Francamente, a expectação de vocês estarrecia a qualquer, embora compreenda com que naturalidade os vivos provocam os mortos, dentro do véu da carne, velho manto das ilusões.

Vocês, aí no mundo, enviam tantos amigos para o Céu e tantos inimigos para o Inferno, tentando subverter a justiça divina, que não era demais requisitar a presença de um comentarista morto, recorrendo à justiça humana. E, observando os apuros do escritor desencarnado, recordei o artigo vigésimo das famosas instruções de Torquemada, segundo Llorente, que, por espírito de caridade na salvação dos hereges, recomendava aos inquisidores a exumação dos cadáveres dos escrevinhadores impenitentes, para responderem aos processos de lesa-fé, embora os réus só pudessem comparecer em atitude pouco higiênica, em virtude dos vermes que se lhes apossavam dos ossos. Felizmente, porém, para a tranquilidade de todos nós, que já atravessamos as águas turvas do , e para honra da civilização, Tomás de Torquemada também já restituiu os despojos ao campo de cinzas, há quatrocentos e quarenta e sete anos. Não obstante esta certeza confortadora, impressionava-me o volume de opiniões desconcertantes e das acusações lançadas a esmo.
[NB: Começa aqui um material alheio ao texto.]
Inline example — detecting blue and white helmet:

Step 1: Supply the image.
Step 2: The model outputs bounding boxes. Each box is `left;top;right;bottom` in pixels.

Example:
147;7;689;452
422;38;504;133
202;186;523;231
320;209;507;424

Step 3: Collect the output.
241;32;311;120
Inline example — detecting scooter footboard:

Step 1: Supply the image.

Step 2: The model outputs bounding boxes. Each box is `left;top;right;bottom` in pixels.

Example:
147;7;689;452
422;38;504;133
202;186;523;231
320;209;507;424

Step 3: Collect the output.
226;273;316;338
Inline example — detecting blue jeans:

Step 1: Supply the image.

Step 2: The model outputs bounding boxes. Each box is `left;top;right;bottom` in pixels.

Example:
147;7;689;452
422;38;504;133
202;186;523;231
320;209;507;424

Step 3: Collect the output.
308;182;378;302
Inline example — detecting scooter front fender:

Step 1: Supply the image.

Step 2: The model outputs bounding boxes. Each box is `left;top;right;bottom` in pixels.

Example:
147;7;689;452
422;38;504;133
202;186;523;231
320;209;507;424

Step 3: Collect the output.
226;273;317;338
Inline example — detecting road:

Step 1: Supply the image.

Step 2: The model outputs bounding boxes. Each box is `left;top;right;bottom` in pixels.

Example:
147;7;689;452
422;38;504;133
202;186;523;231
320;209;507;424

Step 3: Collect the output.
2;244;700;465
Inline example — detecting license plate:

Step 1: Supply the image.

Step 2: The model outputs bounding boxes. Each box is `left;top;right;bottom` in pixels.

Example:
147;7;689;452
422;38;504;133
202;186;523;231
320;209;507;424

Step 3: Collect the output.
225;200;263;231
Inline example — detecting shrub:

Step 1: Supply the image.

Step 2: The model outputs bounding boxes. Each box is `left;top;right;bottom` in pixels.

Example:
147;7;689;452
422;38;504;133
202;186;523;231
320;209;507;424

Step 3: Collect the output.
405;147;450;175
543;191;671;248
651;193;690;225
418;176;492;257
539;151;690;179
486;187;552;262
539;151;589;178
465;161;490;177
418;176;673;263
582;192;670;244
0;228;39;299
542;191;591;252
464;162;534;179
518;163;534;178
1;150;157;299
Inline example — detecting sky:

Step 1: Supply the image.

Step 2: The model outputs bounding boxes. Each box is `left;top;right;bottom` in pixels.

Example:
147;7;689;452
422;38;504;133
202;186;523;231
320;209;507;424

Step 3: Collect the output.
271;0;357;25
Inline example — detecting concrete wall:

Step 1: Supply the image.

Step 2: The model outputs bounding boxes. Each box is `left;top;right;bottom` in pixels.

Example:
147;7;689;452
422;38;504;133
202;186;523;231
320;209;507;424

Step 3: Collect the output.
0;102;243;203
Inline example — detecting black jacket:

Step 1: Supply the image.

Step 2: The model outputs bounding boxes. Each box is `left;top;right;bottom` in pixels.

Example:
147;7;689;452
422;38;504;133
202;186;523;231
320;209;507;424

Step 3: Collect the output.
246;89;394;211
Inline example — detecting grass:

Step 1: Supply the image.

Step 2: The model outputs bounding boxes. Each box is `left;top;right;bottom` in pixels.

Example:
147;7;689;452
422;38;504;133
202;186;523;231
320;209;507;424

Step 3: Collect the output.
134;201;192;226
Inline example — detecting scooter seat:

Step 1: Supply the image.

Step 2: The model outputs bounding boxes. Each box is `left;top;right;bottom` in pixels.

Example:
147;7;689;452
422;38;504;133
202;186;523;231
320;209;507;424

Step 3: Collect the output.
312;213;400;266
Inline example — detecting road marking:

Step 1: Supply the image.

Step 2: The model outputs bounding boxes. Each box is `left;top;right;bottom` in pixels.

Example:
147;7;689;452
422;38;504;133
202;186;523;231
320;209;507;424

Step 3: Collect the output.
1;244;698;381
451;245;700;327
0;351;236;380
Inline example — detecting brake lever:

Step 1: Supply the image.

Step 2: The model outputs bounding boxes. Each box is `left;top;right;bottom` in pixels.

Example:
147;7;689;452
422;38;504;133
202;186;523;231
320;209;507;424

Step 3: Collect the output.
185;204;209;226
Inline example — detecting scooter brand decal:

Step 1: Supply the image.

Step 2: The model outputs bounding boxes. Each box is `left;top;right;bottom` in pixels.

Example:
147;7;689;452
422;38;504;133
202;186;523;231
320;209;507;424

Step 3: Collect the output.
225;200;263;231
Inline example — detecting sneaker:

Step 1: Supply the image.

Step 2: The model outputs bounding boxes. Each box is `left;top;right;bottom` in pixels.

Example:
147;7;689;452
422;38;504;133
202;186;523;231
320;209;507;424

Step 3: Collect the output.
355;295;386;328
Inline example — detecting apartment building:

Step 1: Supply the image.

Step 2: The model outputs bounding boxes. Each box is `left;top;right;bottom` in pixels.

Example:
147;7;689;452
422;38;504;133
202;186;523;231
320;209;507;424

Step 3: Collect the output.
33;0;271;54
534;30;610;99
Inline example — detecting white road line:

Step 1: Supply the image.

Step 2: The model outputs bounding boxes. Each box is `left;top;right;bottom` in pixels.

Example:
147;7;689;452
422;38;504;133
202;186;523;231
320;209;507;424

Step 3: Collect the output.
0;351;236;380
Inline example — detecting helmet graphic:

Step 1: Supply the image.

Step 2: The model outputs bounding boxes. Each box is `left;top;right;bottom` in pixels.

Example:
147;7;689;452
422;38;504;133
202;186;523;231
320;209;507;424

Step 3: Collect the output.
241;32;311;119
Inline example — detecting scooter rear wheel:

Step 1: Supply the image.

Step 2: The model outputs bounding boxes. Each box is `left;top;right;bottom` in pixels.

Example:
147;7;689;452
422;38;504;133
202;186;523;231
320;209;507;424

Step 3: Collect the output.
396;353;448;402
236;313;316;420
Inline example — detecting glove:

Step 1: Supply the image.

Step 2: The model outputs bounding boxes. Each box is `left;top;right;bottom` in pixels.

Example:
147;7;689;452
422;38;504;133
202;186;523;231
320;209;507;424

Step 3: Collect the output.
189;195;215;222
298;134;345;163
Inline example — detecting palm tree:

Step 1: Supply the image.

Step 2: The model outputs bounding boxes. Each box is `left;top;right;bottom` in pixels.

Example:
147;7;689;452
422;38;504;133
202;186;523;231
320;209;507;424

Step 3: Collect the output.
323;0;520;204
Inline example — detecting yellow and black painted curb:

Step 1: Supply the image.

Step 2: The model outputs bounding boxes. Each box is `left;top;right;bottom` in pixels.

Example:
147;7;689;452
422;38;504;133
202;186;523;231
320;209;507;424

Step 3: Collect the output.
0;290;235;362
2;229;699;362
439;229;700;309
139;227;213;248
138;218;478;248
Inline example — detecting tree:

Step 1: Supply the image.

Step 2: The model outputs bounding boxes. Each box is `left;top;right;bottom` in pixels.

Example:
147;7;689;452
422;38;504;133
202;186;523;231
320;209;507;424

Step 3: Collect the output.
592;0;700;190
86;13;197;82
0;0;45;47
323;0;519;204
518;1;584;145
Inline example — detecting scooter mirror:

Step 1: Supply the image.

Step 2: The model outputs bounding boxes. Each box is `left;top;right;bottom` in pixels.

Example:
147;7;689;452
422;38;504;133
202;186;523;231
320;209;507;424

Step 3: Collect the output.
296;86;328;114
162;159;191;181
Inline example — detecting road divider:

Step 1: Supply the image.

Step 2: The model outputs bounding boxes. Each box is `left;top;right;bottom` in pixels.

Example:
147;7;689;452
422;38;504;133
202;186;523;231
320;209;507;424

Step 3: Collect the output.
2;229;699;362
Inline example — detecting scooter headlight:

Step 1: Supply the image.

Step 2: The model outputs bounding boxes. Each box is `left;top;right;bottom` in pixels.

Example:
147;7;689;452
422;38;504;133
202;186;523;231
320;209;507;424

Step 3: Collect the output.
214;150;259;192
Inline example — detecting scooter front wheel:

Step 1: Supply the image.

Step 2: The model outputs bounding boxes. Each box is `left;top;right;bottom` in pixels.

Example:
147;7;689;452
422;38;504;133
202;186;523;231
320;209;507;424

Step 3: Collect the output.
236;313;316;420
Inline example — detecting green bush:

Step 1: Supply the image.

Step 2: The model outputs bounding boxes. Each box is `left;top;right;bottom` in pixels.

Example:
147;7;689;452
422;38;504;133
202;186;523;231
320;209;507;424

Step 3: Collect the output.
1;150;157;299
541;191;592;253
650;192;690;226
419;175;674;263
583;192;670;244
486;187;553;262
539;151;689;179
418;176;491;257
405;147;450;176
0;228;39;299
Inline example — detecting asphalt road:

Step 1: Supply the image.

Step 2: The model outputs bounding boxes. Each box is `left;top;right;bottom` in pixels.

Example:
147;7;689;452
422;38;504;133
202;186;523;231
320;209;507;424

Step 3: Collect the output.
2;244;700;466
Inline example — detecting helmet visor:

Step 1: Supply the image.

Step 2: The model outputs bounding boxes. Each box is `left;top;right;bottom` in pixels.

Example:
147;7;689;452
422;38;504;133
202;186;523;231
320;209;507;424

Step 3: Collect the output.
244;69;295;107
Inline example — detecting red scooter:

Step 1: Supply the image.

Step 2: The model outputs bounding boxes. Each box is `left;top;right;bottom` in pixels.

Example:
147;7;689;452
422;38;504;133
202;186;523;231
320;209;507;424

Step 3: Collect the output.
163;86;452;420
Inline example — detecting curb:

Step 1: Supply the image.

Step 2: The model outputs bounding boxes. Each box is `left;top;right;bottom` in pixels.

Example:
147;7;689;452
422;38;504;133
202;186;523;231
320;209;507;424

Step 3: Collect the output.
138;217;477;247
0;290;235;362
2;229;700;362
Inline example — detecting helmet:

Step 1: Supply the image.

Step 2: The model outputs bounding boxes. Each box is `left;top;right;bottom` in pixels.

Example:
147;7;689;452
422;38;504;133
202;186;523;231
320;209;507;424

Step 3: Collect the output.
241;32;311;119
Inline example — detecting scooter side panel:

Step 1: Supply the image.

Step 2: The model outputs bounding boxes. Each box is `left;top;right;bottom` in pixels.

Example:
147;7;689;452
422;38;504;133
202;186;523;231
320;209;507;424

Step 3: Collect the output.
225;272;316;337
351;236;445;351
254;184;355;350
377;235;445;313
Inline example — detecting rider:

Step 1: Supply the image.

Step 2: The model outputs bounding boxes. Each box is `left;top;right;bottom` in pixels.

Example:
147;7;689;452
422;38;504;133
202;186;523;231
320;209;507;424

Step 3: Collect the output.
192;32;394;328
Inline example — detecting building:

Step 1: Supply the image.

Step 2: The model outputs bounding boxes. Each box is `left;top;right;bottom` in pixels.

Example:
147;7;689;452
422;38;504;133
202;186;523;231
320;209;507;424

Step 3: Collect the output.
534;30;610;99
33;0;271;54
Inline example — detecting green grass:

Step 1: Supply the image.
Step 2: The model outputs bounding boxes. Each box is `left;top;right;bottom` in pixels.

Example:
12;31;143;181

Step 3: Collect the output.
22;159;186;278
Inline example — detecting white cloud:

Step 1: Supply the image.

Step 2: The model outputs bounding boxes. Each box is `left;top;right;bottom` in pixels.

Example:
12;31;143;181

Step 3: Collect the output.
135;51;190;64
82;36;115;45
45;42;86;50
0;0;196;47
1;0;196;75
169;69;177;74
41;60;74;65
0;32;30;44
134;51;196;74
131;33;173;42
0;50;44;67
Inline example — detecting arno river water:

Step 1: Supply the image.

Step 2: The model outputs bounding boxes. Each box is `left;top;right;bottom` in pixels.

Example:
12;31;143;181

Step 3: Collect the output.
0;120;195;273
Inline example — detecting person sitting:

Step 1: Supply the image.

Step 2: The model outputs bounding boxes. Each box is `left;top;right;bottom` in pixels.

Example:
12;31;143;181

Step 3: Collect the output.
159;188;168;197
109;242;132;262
Reclamavam vocês a presença do morto, com todos os pormenores anatômicos e características psicológicas e, para tanto, pediam o apoio da organização judiciária, apesar da dificuldade para encontrar um meirinho habilitado a entregar mandados no “outro mundo”.

Muitos afirmavam que a providência estabeleceria a vitória definitiva da verdade, como se a ressurreição do Cristo não tivesse felicitado o espírito humano há quase vinte séculos. Outros queriam ver para crer, convencidos de que a fé representa construção fenomênica, sem bases no raciocínio e no coração. Não faltaram os que lambiam os beiços, esperando a surpresa final, transformando o respeitável estudo das questões do destino e do ser em ruidosa luta de boxe, com o menosprezo de todos os patrimônios espirituais que a civilização ajuntou, devagarinho, vertendo sangue e lágrimas nos conflitos evolutivos.

Dissuadam-se, porém, se é que ainda conservam injustificável expectativa quanto aos demais.

Os mortos têm voltado em todos os tempos para acalentar a esperança dos vivos de boa vontade, mas os homens de má-vontade estão cegos e é impossível curar a cegueira voluntária, não obstante nossa dedicação afetuosa aos companheiros de luta. Ainda mesmo que os desencarnados surgissem de inopino aos olhos das criaturas humanas, em vista do entendimento rudimentar em que se encontram, recorreriam sem demora às teorias de negação, criando recursos para novos ensaios de dúvida palavrosa e brilhante.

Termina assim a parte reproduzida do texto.